Refractory Stage M Ganglioneuroblastoma With Bone Metastases and a Favorable, Chronic Course of Disease: Description of a Patient Cohort

Abstract

Refractory stage M neuroblastoma (NB) is associated with a poor prognosis and a progressive course of disease. Here, we describe a unique group of patients with a discrepant clinical course. Seven histologically confirmed ganglioneuroblastoma (GNB) (n=6) and differentiating NB (n=1) patients were identified who were diagnosed with stage M disease based on iodine-123-metaiodobenzylguanidine avid bone metastases. Six patients started on high-risk treatment, without tumor response (stable disease). Treatment was discontinued before the start of consolidation treatment because of refractory response in all patients. Unexpectedly, after cessation of treatment no progression of disease occurred. In 2 patients, the primary tumors expanded (>25%) very slowly during 1.5 and 3 years, and remained stable thereafter. Metabolically, a slow decrease of urinary homovanillic acid and vanillylmandelic acid levels and iodine-123-metaiodobenzylguanidine avidity was observed. All patients are alive with presence of metastatic disease after a median follow-up of 17 years (range: 6.7 to 27 y). Interestingly, at diagnosis, 6 patients were asymptomatic, 6 patients had GNB morphology, and 5 patients had meningeal metastases. These are all features seen in only a small minority of stage M patients.
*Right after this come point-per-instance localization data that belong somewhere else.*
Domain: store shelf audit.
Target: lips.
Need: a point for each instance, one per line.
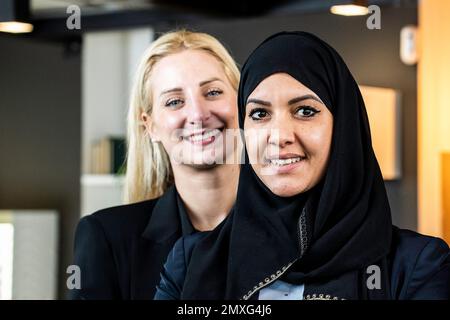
(284, 162)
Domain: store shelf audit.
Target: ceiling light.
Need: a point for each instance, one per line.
(14, 16)
(355, 8)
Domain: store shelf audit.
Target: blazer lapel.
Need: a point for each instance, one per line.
(153, 246)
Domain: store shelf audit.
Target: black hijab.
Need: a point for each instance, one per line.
(342, 225)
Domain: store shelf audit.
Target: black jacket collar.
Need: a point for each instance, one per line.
(168, 218)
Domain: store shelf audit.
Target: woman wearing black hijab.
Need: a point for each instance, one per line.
(311, 215)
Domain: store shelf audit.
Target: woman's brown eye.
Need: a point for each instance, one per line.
(258, 114)
(306, 112)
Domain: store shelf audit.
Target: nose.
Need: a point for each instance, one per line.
(282, 132)
(198, 111)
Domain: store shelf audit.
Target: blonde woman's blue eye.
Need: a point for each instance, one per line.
(214, 93)
(173, 103)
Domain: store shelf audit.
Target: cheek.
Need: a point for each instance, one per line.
(226, 110)
(256, 144)
(167, 123)
(318, 141)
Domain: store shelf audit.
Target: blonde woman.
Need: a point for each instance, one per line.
(181, 169)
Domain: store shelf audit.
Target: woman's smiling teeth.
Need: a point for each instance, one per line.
(205, 136)
(284, 162)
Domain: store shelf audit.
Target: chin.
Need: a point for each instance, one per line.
(286, 189)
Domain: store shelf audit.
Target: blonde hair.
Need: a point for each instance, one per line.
(148, 171)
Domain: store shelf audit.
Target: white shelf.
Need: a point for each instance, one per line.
(102, 180)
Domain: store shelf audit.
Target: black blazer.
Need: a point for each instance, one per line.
(419, 269)
(121, 250)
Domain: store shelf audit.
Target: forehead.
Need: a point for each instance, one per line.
(280, 84)
(188, 67)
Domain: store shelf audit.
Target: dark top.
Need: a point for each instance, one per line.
(121, 250)
(419, 269)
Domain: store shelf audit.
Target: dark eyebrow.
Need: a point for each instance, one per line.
(290, 102)
(258, 101)
(305, 97)
(201, 84)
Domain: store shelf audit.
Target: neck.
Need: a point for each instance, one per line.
(208, 194)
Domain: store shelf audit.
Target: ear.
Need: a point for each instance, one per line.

This GNB entity illustrates the clinical heterogeneity of neuroblastic tumors and can be used to further study the developmental origin of different NB subtypes.

FIGURE 1

Imaging and pathologic follow-up of patient 1. A, ¹²³I-MIBG scans of patient 1 made 0, 1, 4, and 6 years after diagnosis. Pathologic uptake is marked by arrows. B, Chest radiograph made 17 years after diagnosis showing the large thoracic primary tumor, marked by 4 asterisks. C–E, Hematoxylin-Eosin staining of (C) the primary tumor at diagnosis showing large ganglion cells (arrows) with mature stroma, classified ads ganglioneuroblastoma nodular subtype (without a nodule in this sample). D, Bone marrow at diagnosis show infiltration of neuroblasts (within dashed line) in a background of fibrotic bone marrow and (E) bone marrow at latest follow-up, 2 years after diagnosis, showing large ganglion cells (arrows) with mature Schwannian stroma. ¹²³I-MIBG indicates iodine-123-metaiodobenzylguanidine.

FIGURE 2

Imaging follow-up of patient 2. A, ¹²³I-MIBG scans of patient 2, performed 4, 5, 6.5, and 13 years after diagnosis. Pathologic uptake is marked by arrows. At the last ¹²³I-MIBG scan there was still pathologic uptake at the left temporal bone, right parietal bone, and both femora. Suspected uptake was seen at the right mandibular angle and at a rib. B and C, T1 (2B) and T2 (2C) weighted MRI with gadolinium contrast showing a large metastasis in the left temporal bone, 11.5 years after diagnosis. ¹²³I-MIBG indicates iodine-123-metaiodobenzylguanidine; MRI, magnetic resonance imaging.

FIGURE 3

Meningeal metastases of patient 6. Sagittal T1 weighted MRI of patient 6 at diagnosis, showing meningeal and bone metastases. MRI indicates magnetic resonance imaging.

FIGURE 4

Fold change of homovanillic acid and vanillylmandelic acid over time. Homovanillic acid (A) and vanillylmandelic acid (B) per patient as fold change of age-related upper limit. On the x-axis, time from diagnosis is given.

FIGURE 5

Metastatic neuroblastoma stages related to the embryonic development of neural crest (NC) cells. The upper bar indicates the relative role of craniocaudal orientation, epithelial to mesenchymal transition (EMT), migration and differentiation of the NC cells during embryonic development. In the center, the development of the cranial (orange) and trunk (light blue) NC cells is presented as a time line. In dark blue, the sympathoadrenal (SA) progenitor as a precursor cells is depicted. In green, the Schwann cell precursor (SCP). In the boxes below the graph, the origin of the different tumor entities are postulated. BM indicates bone marrow; GNB, ganglioneuroblastoma.